Record year for London commercial property market

This year the commercial property market in central London is set to exceed £20 billion of transactions and may well surpass the record set in 2014 of £21.6 billion, according to the property adviser Savills. Their data reveals that the first nine months of the year saw £14.2 billion of completed transactions with buyers coming from no less than 27 different countries.

Commenting on their findings, Stephen Down from Savills was quoted as saying: “UK real estate, particularly prime assets with strong income streams in the capital, continues to appeal to a broad spectrum of international investors, while outside this sphere of interest there is also demand from a broad professional investor base . . . ”

Given that over the last five years, Q4 transactions have averaged £6.6 billion, the prospect of this region surpassing the record has led Savills to predict that 2017 volumes could “easily exceed” the previous record.

Further Endorsement for post-Brexit UK property market

‘WeWork’ the $20bn (£15.2bn) USA-headquartered space provider, has committed to £2bn of leases in the UK to be taken up over the next 25 years, adding to their 25 offices in London and two buildings in Manchester.
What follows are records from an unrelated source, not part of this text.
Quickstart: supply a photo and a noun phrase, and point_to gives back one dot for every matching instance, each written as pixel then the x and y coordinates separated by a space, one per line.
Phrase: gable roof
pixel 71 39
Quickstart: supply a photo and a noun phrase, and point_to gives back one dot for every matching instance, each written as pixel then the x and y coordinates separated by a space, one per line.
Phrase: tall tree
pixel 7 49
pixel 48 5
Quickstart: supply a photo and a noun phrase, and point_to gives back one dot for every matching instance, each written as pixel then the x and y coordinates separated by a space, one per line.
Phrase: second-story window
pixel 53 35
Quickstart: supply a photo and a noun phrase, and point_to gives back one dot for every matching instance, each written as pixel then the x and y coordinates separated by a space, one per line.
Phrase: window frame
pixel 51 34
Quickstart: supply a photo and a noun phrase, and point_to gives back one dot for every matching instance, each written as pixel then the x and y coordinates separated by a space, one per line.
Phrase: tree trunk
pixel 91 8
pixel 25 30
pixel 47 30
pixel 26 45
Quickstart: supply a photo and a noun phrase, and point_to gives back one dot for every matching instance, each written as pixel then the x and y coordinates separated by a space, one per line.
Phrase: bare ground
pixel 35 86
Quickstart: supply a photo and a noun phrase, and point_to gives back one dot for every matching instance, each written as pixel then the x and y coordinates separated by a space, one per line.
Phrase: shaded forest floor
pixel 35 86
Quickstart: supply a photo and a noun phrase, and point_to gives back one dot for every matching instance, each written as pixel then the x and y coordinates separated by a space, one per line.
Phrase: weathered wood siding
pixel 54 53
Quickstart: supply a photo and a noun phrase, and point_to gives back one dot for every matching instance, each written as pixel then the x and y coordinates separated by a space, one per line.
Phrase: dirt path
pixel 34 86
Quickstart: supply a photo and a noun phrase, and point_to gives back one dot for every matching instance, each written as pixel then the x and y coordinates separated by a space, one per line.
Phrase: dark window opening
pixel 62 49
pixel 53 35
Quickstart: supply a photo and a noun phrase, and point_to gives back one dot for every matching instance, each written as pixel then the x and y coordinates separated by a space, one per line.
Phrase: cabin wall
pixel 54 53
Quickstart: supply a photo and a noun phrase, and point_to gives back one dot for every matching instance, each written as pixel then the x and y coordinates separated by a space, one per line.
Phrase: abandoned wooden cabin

Their business model does not entail owning property, rather they lease building space, either whole buildings or floors within existing properties. They then fit out their space as co-working communes where just single, or multiple desk space or individual offices are then rented out.

Their existing UK lease commitments equate to £1bn up to the year 2042, with an additional £1bn of deals extending out to 2038. All of these leases have been initiated since 2016.

This reflects a tremendous endorsement of their commitment to the UK economy stretching well beyond Brexit.

A spokesperson for WeWork commented: “We’re committed to London – it has been a centre for commerce for centuries and always will be, and that’s why we’re investing here. Like all big changes, Brexit will create challenges and opportunities, and we think our members recognise that.”

In addition, the renowned financial advisory firm Lazard, have initiated a search for a new London office, as the lease on their Mayfair office draws to a close. Another indication of a large firm’s commitment to the capital.

Office demand from TMT sector continues to grow

A research paper issued by Knight Frank, focussing on M25 office investment, development and occupier markets in Q3, outlines growing demand from the Telecoms, Media and Technology (TMT) sector. Over a quarter (28%) of office take-up across the South East can be attributed to the TMT sector. The principal focus of activity has been the M4 corridor, which has a long association with technological company presence.

In the year to date, TMT firms represent 37% of total take-up in the M4 corridor, a vast area stretching from London to South Wales. This is the highest percentage increase in take-up since 2000. The rise in tech demand means that take-up in the M4 is consistent with the long-term market trend.